What this does: Generates a panel dataset: 120 districts × 5 years = 600 rows. Each row has the number of claims observed and the earned exposure (policy-years) in that district-year combination. The true_rate column contains the ground truth — what the credibility estimator should try to recover. We keep this column in the DataFrame for validation; in real data, of course, you would not have it.

Run this cell.

What you should see: Dataset dimensions: (600, 7) and a table showing district names, accident years, earned years (anywhere from ~20 to ~5,000), claim counts, and the true rate. Look at the earned_years column — you should see a large spread. Some districts have hundreds of policy-years per year; others have 20-30. This is realistic.

Now compute district-level aggregate statistics, which are what the credibility estimator uses:

# Aggregate to district level (summing across years)
dist_totals = (
    df
    .group_by("postcode_district")
    .agg([
        pl.col("earned_years").sum().alias("total_earned_years"),
        pl.col("claim_count").sum().alias("total_claims"),
        pl.col("true_rate").mean().alias("true_rate"),        # the ground truth
        pl.col("true_log_deviation").mean().alias("true_log_deviation"),
    ])
    .with_columns([
        (pl.col("total_claims") / pl.col("total_earned_years")).alias("observed_frequency"),
    ])
    .sort("postcode_district")
)

print(f"Number of districts: {dist_totals.height}")
print()
print("Exposure distribution across districts:")
print(dist_totals["total_earned_years"].describe())
print()
print("Top 5 thinnest districts (fewest policy-years):")
print(dist_totals.sort("total_earned_years").head(5))
print()
print("Top 5 densest districts (most policy-years):")
print(dist_totals.sort("total_earned_years", descending=True).head(5))

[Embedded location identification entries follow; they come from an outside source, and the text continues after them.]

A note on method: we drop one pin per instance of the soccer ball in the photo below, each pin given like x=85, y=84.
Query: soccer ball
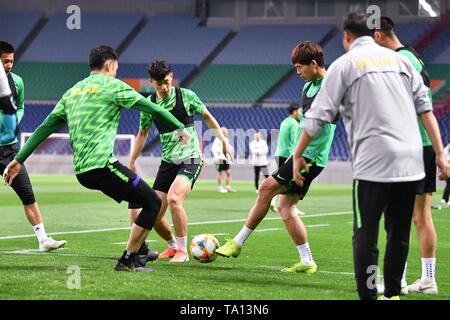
x=203, y=247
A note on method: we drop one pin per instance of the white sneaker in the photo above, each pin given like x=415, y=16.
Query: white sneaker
x=423, y=286
x=49, y=244
x=403, y=287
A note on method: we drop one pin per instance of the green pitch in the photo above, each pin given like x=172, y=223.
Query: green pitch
x=97, y=230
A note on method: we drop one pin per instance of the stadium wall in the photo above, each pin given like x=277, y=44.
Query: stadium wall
x=149, y=7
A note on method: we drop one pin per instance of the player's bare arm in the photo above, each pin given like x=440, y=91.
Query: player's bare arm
x=212, y=123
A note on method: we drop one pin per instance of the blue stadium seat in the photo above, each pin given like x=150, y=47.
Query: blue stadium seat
x=438, y=51
x=56, y=43
x=139, y=70
x=290, y=92
x=268, y=44
x=175, y=38
x=333, y=49
x=16, y=25
x=408, y=32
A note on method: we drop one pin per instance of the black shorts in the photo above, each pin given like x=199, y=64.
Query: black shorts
x=222, y=165
x=280, y=161
x=21, y=184
x=115, y=180
x=167, y=173
x=428, y=184
x=285, y=177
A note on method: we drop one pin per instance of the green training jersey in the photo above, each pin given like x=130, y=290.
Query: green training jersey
x=287, y=137
x=418, y=65
x=319, y=148
x=173, y=150
x=92, y=110
x=18, y=83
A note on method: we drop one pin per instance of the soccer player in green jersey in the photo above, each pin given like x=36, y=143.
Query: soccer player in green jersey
x=180, y=165
x=287, y=138
x=91, y=109
x=308, y=58
x=422, y=218
x=8, y=149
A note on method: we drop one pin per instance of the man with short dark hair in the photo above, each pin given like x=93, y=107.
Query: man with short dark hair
x=8, y=149
x=222, y=162
x=379, y=94
x=422, y=218
x=180, y=165
x=307, y=57
x=91, y=109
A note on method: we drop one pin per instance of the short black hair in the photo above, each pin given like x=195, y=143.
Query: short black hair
x=98, y=56
x=6, y=47
x=307, y=51
x=292, y=107
x=387, y=26
x=356, y=24
x=158, y=69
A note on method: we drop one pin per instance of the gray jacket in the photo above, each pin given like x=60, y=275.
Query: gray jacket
x=379, y=95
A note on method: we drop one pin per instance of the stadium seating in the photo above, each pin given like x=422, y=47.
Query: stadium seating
x=268, y=44
x=15, y=26
x=409, y=32
x=438, y=51
x=57, y=43
x=237, y=83
x=253, y=63
x=290, y=92
x=169, y=37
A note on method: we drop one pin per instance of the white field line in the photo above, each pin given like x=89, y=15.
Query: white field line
x=190, y=223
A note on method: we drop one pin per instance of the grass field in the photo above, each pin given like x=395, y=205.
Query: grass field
x=97, y=229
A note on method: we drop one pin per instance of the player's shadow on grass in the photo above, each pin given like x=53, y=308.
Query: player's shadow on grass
x=35, y=268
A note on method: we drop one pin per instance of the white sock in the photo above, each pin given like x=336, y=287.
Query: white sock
x=39, y=230
x=404, y=272
x=305, y=254
x=242, y=236
x=182, y=243
x=172, y=243
x=428, y=268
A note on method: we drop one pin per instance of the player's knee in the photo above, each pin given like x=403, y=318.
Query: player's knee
x=286, y=213
x=174, y=200
x=422, y=219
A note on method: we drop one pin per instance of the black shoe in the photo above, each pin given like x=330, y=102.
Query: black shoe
x=141, y=259
x=121, y=266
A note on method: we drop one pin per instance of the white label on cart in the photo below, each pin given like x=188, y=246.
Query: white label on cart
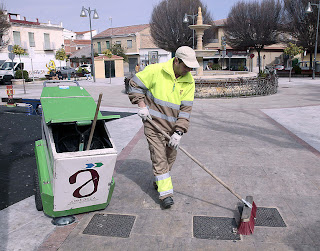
x=82, y=181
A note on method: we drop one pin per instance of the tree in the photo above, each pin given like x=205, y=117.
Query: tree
x=300, y=25
x=254, y=25
x=61, y=55
x=20, y=51
x=4, y=27
x=292, y=50
x=108, y=53
x=117, y=50
x=167, y=28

What this does: Creates a district-level summary with the total exposure and total claims across all five years. This is the starting point for Bühlmann-Straub credibility — you need group-level totals and the within-group year-by-year variation.

Run this cell.

What you should see: 120 districts. The exposure distribution will be highly right-skewed — a few dense districts with 5,000-25,000 earned years across 5 years, and many thin districts with 100-500 earned years. The thinnest districts will have observed frequencies that look implausible — a district with 20 claims across 5 years of 50 policy-years each will have an observed frequency that is highly volatile.

Checkpoint 1: Data check

Before proceeding, verify your dataset is sensible:

# Checkpoint 1: Basic sanity checks on the data
total_policies = dist_totals["total_earned_years"].sum()
total_claims = dist_totals["total_claims"].sum()
portfolio_frequency = total_claims / total_policies

print("=== CHECKPOINT 1: DATA SANITY ===")
print(f"Total earned years (portfolio): {total_policies:,.0f}")
print(f"Total claims:                   {total_claims:,}")
print(f"Portfolio claim frequency:       {portfolio_frequency:.4f}  ({portfolio_frequency*100:.2f}%)")
print()
print(f"Expected portfolio frequency:    {PORTFOLIO_FREQUENCY:.4f}  ({PORTFOLIO_FREQUENCY*100:.2f}%)")
print()

# Check for problematic rows
zero_exposure = dist_totals.filter(pl.col("total_earned_years") == 0).height
zero_claims = dist_totals.filter(pl.col("total_claims") == 0).height
print(f"Districts with zero exposure:  {zero_exposure}  (should be 0)")
print(f"Districts with zero claims:    {zero_claims}  (may be non-zero for thin districts)")
print()

if abs(portfolio_frequency - PORTFOLIO_FREQUENCY) / PORTFOLIO_FREQUENCY < 0.05:
    print("Portfolio frequency is within 5% of target. Proceeding.")
else:
    print("WARNING: Portfolio frequency deviates by more than 5%. Check data generation.")

What you should see: The portfolio frequency close to 7% (within 5%). Zero rows with zero exposure. Possibly a handful of districts with zero claims (these are the very thinnest districts that happened to have no claims in five years — they are real and legitimate).

If you see warnings here, re-read the data generation cell above and run it again. The random seed is fixed at 42, so results should be reproducible.